French and German diplomats also reportedly confirmed that officials from French President Nicolas Sarkozy’s office, and from German Chancellor Angela Merkel’s office, also briefed Netanyahu’s aides both before and after the talks with the Iranians.

Missile defence system

But neither briefing nor coordination of strategies and objectives with the Israelis seemed sufficient to satisfy Netanyahu.
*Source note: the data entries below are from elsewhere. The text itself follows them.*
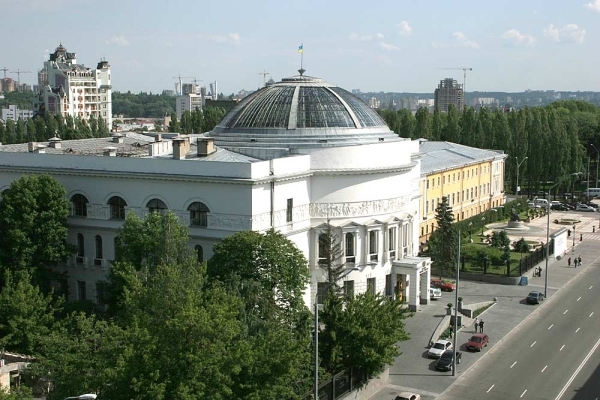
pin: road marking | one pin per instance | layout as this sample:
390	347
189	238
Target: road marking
564	389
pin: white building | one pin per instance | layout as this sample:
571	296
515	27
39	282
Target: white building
73	89
291	156
13	112
187	102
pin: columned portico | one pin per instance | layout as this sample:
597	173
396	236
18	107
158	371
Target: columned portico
416	274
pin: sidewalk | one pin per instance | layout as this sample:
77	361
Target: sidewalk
414	371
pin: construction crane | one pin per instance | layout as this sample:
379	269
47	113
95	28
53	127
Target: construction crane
19	72
179	78
264	74
464	69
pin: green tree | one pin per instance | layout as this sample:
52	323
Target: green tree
443	241
33	222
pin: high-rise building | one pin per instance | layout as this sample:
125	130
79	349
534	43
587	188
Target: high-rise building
449	92
69	88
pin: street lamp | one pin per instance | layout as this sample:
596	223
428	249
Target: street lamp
345	274
518	165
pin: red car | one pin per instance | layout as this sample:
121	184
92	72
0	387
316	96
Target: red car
443	286
478	341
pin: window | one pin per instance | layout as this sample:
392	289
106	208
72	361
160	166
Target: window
81	290
349	288
350	254
392	240
288	210
199	253
156	205
371	286
79	205
117	207
373	246
198	214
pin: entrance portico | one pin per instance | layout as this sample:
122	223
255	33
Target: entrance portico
412	276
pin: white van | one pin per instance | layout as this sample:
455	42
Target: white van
592	192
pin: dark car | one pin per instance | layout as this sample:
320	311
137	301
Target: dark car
535	297
444	363
478	341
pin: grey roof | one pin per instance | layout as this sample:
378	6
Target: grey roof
301	112
439	156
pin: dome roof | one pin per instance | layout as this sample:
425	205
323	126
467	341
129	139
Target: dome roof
301	112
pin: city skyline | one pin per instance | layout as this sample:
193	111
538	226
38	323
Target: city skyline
389	46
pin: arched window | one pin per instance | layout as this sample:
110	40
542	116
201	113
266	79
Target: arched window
117	207
198	214
199	253
99	252
79	205
156	205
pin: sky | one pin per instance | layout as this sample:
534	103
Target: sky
389	46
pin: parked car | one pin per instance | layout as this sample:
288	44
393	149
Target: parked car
444	363
478	341
535	297
438	348
442	285
408	396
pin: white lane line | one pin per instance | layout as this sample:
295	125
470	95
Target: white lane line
564	389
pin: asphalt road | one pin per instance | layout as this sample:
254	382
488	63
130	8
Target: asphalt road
554	354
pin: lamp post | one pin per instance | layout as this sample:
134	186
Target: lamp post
345	274
518	165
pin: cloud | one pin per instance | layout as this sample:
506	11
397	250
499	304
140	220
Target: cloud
406	30
460	39
366	38
568	33
594	5
388	47
518	38
118	41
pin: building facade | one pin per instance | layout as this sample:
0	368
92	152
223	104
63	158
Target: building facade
294	156
449	92
472	179
69	88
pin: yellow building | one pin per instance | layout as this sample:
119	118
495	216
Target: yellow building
472	179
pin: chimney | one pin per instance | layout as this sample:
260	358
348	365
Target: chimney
181	145
205	146
54	142
110	151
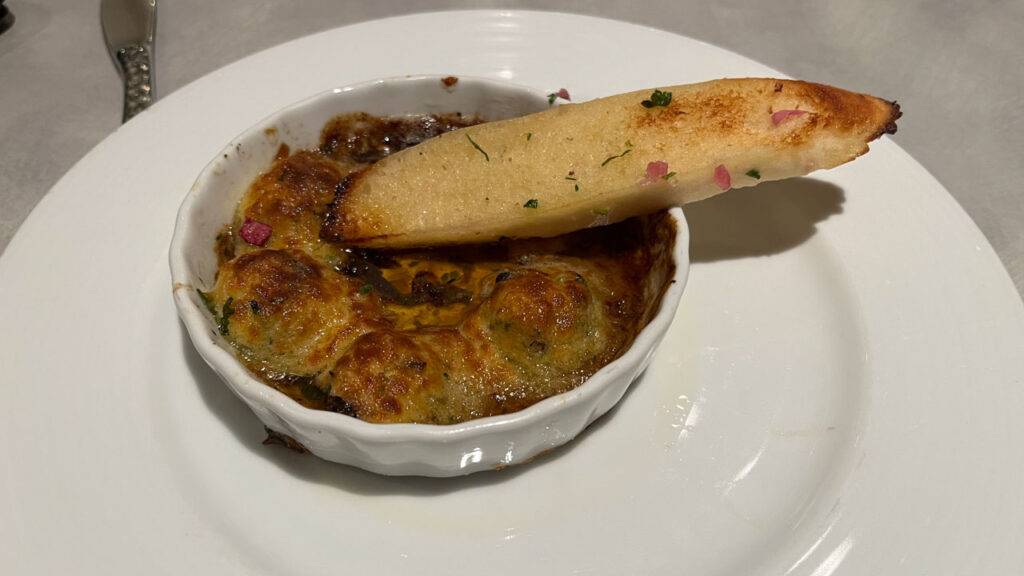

That is because his primary objective differs substantially from that pursued by the six powers negotiating with Iran.

The terms of reference for negotiations have been clearly defined and agreed to: (1) the Non-Proliferation Treaty is the basic document for negotiations and agreement. (2) Iran must agree to fulfil all of its international obligations under the Treaty; and (3) the negotiation process will be a gradual step-by-step process that will include the principle of reciprocity.

Israel is not a member of the Nuclear Non-Proliferation Treaty and has steadily refused to allow its nuclear facilities to be inspected by the UN Atomic Energy Agency, or anyone else. Israel therefore cannot demand of Iran what it refuses to do.

It is likely that Netanyahu considers that war against Iran would be the better alternative in the long run. He has already secured American financial and technical support to reinforce the newly introduced missile defence system called Iron Dome, which according to the Israeli press, has had a 90 per cent interception success against rockets launched from Gaza.

The Pentagon has authorised the delivery to Israel of bunker-busting bombs and other sophisticated weapon systems to strengthen its capacity to launch an attack against Iran. This may have been the price Obama had to pay to calm down the belligerent instincts of the Israeli prime minister and get him to postpone any military action against Iran until after the American election in November.

This presents two major advantages for the Obama administration: Give Obama a chance to contest and win the election without the incalculable damage and distraction another war would create during an election year. Secondly, more time without war means a greater chance to achieve a diplomatic resolution of this conflict. Even if this is not the best outcome for Netanyahu, it certainly is for Iran, for the Obama administration, and for the international community.